VeriSign Buys Network Solutions for $21 Billion

Calling the move a consolidation of trust infrastructure, VeriSign Tuesday bought former domain monopoly holder Network Solutions
Inc.
for $21 billion in stock.


VeriSign will issue 2.15 shares of stock
for each NSI share, prior NSI’s 2-for-1 stock split scheduled for March 10.
The transaction, which still needs shareholder approval, is expected to close in the third quarter. NSI will then become a subsidiary of Verisign.


VeriSign (VRSN)
and NSI (NSOL)
said the combined entity will serve businesses as an end-to-end
e-commerce infrastructure provider.


The NSI-boosted VeriSign will divide its services into four components:
establishing online presences (domain name registration, directory listings,
DNS services); basic e-commerce (digital certificates, secure transactions,
credit card payment); customer/supply-chain management (secure extranet
services, virtual private networks, wireless communications, real-time
validation) and global trading (credentials for B2B exchanges, trusted
directories, purchase card and automated clearing house payments, digital
receipts).


“With one of the largest subscriber bases on the Internet, VeriSign and
Network Solutions will have the scale and range of services to take
e-commerce to the next level,” said Stratton Sclavos, VeriSign’s president and chief executive officer.
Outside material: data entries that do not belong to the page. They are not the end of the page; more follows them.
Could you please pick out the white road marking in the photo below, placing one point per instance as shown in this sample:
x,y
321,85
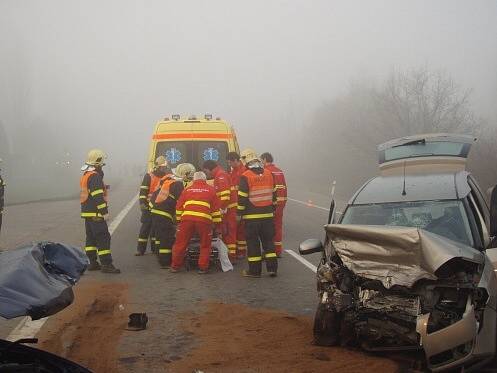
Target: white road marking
x,y
309,204
28,328
308,264
119,218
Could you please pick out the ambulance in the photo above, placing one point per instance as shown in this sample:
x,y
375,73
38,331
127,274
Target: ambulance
x,y
192,140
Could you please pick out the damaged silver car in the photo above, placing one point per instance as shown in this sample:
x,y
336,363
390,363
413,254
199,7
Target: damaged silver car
x,y
409,265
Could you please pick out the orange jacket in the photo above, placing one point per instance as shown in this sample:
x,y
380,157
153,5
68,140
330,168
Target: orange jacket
x,y
279,184
199,203
222,185
235,181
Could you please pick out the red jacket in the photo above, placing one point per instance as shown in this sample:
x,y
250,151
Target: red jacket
x,y
235,181
279,184
222,185
199,203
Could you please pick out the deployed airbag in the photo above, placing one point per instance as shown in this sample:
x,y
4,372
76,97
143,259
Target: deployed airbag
x,y
37,280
“With Network Solutions as the gateway to establishing online identity and
Web presence, and VeriSign as the provider of Internet
authentication, validation and payment services, our combined company will
serve as the trust utility that will power the Internet economy.”


Because the two companies had already cemented a longstanding relationship,
the acquisition was a “natural evolution” of the previous partnership, said
NSI CEO Jim Rutt.

Bill Whyman, an analyst with Legg Mason Precursor Group, said the growing competition in the domain name space led to NSI’s decision to become part of a larger company.

It was reported that last quarter, competitors registered 30 percent of all new domains, suggesting that they’re eating into NSI’s pie pretty quickly.

“I think it’s kind of a combination of Network Solutions saying, ‘boy this is a pretty good offer, the market’s getting competitive and it’s going to be darn hard to build a suite of value added services,” Whyman said. “And by their choices they thought this was a better option than trying to go it alone.”

Robert Fagin, who covers NSI for Bearn Stearns, also predicted that NSI’s share of the total installed base of domains could drop as low as 50 percent by year 2005.

For Verisign, the deal means a more comprehensive suite of tools for Web professionals, said Whyman.

“I guess it’s the belief that domain names will help [Verisign] be one of the key identity managers on the Web,” he said.

“They believe at least the whole — meaning certificates, domain names and authentification services — is more than the sum of its parts.”